It’s been an emotional week for me. And that could be a part of the problem: Star Trek: Picard season 3 caught me at the right time.
I don’t think I’ve ever properly explained the impact that TNG made on my childhood. Without it, everything might’ve been different. Perhaps I would have been able to able to live out my dream of being a Las Vegas lounge singer in Carson City. Who knows? But alas, I watched it and now nearly 30 years after the show ended, I’m about to initiate mutually assured destruction with my employer. C’est la vie.
Now after the shitshow that was Picard seasons 1 and 2, the question we should ask ourselves is: “what makes us think that season three would be any different?”. And I’m not entirely sure I have a satisfying response. We’re only two episodes in for fuck’s sake.
But I will say this: season three already feels a bit dialed back. This is a good thing. If I’ve said this once, I’ve said it a million times: Star Trek works best on limited budget, reliant on big emotions and intriguing science fiction dilemmas.
NuTrek, however, has basically abandoned the “intriguing science fiction dilemmas” part in favor of intergalactic politics. Which is fine. That could be interesting, but in NuTrek, the United Federation of Planets usually comes across as just another dirty player on the chess board. This unfortunately contradicts everything that made Star Trek appealing to sci-fi fans initially.
Fortunately in the Trek-verse there’s a film called Star Trek II: The Wrath of Khan which is usually considered the franchise’s finest hour. While the plot does involve a science fiction macguffin, the story itself is about aging, friendship, family, loss, and revenge.

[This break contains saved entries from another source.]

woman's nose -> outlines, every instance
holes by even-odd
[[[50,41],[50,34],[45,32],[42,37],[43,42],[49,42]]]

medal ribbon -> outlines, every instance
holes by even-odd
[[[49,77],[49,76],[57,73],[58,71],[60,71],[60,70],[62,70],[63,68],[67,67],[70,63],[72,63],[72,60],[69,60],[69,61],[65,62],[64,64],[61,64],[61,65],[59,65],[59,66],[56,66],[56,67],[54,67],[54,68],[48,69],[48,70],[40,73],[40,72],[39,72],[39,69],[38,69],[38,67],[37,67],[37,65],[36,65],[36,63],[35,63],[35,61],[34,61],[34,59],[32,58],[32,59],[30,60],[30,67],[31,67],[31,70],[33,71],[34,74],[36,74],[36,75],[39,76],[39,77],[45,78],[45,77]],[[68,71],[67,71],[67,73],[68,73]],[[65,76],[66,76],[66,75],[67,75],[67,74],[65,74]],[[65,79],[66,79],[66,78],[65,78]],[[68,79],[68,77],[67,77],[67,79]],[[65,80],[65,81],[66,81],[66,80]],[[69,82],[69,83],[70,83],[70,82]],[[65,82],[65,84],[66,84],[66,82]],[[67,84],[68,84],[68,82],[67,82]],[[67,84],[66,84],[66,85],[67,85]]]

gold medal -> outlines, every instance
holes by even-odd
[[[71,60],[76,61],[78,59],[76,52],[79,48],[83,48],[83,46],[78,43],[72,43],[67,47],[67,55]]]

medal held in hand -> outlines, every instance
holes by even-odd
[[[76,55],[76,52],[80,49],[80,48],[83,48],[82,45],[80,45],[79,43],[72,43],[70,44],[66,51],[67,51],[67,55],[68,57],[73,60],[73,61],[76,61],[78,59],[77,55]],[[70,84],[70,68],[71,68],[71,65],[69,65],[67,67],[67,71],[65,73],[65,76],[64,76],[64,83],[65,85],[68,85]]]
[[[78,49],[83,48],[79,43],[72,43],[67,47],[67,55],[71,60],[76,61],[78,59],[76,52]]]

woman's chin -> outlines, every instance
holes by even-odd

In short, it’s a space opera.
So if you’re a NuTrek producer and you know that the quality of your product has been shit the past two seasons, what do you do? The answer is you steal from the best. While The Next Generation films are considered a disappointment, we’re finally given a real taste of what that universe would look like had Rick Berman and company handled the movies properly, albeit on Paramount+. And in my view, kudos to Alex Kurtzman and Terry Matalas for unapologetically ripping off Star Trek II.
In fact, they’re not only ripping off Star Trek II, but they’re ripping off the entirety of the TOS movies right down to lines of dialogue and sound effects. And I don’t have a problem with any of it.
This means that someone from the TNG crew…probably Picard…will get a glorious death scene and I am not prepared for it. In fact, I nearly cried when they started using the First Contact theme, which is one of my favorites, for the end credits.
Despite all of my bitching about NuTrek, if producers keep up the quality from the first two episodes, then guys…I’m telling you: I’m just not ready for it to end.